War Averted, People Still Dying

The above picture is from a rally held two weeks ago in Bogota in protest of paramilitary violence during the week when it seemed that Colombia and Venezuela were definitely going to go to war. This was a tacit anti-war, anti-Uribe protest. Since the rally where this picture was taken, four of the rally's organizers have been murdered by paramilitaries.
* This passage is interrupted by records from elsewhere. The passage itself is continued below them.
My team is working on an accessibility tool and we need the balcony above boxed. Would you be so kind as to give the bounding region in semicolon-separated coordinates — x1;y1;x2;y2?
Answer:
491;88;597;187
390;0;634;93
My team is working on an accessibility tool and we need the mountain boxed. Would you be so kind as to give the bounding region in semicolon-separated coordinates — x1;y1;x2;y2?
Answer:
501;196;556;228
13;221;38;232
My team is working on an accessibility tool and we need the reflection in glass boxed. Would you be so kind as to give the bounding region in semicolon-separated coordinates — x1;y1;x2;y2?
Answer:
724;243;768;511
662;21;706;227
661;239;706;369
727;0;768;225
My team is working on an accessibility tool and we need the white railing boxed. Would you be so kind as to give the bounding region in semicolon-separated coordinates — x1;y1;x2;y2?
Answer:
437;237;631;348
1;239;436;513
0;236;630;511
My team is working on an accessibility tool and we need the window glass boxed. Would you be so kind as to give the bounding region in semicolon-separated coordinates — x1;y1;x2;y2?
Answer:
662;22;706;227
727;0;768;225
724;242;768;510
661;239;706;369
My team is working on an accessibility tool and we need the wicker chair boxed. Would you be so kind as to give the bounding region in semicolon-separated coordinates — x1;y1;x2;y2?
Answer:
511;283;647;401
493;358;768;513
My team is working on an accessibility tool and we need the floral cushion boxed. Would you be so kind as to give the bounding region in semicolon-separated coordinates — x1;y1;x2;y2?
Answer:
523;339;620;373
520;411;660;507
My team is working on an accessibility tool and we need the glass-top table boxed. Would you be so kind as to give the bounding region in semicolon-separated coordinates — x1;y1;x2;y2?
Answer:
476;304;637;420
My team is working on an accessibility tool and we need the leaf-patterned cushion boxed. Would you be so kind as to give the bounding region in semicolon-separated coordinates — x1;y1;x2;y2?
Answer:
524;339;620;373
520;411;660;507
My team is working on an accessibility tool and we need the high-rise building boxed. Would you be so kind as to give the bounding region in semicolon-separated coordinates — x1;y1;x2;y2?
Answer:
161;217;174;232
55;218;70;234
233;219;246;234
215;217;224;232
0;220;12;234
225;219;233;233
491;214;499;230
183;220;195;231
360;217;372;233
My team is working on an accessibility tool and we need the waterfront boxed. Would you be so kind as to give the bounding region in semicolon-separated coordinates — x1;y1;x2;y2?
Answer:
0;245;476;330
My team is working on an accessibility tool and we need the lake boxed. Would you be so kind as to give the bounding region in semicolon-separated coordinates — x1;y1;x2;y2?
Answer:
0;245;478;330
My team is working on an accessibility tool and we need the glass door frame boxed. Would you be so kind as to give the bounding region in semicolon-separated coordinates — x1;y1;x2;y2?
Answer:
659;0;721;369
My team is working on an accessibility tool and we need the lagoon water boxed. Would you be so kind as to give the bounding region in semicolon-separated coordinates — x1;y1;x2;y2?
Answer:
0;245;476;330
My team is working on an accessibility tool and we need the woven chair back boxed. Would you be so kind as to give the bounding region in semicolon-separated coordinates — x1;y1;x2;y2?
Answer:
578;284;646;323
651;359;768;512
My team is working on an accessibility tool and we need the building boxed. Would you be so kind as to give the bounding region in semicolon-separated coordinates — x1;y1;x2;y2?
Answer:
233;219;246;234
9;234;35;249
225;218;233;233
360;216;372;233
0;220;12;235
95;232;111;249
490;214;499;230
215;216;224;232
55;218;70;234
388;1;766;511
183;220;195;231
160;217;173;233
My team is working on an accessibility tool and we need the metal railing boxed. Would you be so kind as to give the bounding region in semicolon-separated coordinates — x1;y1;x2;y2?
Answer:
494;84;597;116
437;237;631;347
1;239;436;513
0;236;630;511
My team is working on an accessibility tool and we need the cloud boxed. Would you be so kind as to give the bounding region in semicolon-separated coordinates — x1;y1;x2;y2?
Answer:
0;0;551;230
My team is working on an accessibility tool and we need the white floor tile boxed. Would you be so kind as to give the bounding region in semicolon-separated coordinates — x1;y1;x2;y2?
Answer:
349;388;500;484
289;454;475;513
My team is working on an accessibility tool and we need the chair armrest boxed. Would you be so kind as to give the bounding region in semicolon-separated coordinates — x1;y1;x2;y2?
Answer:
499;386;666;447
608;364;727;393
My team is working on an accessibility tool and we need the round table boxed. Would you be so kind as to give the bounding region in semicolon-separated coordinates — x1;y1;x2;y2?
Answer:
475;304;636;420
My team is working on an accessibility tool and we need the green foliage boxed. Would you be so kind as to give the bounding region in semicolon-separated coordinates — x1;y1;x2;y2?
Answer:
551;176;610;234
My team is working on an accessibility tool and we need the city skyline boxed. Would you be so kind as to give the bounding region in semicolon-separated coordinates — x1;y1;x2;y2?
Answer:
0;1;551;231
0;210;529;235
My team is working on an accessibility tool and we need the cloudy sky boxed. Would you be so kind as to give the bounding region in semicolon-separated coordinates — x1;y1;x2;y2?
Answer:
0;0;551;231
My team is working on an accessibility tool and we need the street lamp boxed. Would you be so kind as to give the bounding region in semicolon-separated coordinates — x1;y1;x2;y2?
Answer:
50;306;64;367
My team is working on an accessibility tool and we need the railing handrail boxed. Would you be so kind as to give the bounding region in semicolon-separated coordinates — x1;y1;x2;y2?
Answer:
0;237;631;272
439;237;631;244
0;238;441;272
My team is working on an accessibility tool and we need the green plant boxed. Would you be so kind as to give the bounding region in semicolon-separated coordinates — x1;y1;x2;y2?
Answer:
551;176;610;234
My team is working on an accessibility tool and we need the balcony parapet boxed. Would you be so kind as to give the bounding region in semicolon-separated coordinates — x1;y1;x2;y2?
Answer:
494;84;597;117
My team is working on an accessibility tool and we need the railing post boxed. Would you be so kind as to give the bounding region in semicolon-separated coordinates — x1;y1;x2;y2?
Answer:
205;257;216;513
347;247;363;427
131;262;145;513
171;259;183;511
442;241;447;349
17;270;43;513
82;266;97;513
In a previous post, I briefly explained the on-going Chavez/Uribe conflict. Since I wrote that post, many things have happened: the Colombian military bombed the Ecuador-Colombia border to kill a FARC leader encamped there, Chavez denounced this bombing as a violation of Ecuador's sovereignty, Colombia was on the brink of war with Venzuela and Ecuador, and then all parties retreated from their war-mongering and decided that no one has the resources or the energy to fight a war, at least for now. What was curiously absent from the coverage of the Colombia-Ecuador-Venezuela conflict was any mention of the huge role that paramilitary violence plays in the narco-trafficking/guerilla situation in Colombia, how paramilitarism perpetuates violence and guerilla terrorism. In Colombia, the paramilitary purports to combat the FARC. Paramilitaries are often ex-servicemen from the legit military that act as the government's covert anti-terrorism arm but they have more leeway for violence–they kidnap, torture, and murder the opposition (which includes non-FARC affiliated leftists, journalists, and civilians) without being held accountable because they are not officially connected to the state, only secretly sanctioned and supported by the state. The paramilitary is partially funded and armed by the government (therefore indirectly by the American government) and by various wealthy right wing Colombians.

Paramilitarism is not a uniquely Colombian problem, it's a Latin American problem: paramilitarism arises as a reactionary force against guerilla activity (which tends to be Marxist in flavor). Alberto Fujimori, ex-president of Peru has recently been extradited back to Peru from Japan on charges that he used paramilitary death squads during the 1990's to crush Marxist guerilla groups, the Shining Path and Tupac Amaru. The left in Colombia argues that paramilitary violence is just as bad as guerilla violence, that in fact paramilitaries often mask their crimes as guerilla crimes. In the great morass that constitutes the constant Colombian civil war, the paramilitary has played the role of blurring the boundaries between right wing Catholic ideology, state-sponsored terror, and narco-trafficking by partaking in all three and playing one side against the other. The left in Colombia recognizes that there can be no peace until not only the FARC and narco-trafficking is eradicated but until the paramilitaries are eradicated, yet the Colombian government and the media can barely admit that the paramilitary exists.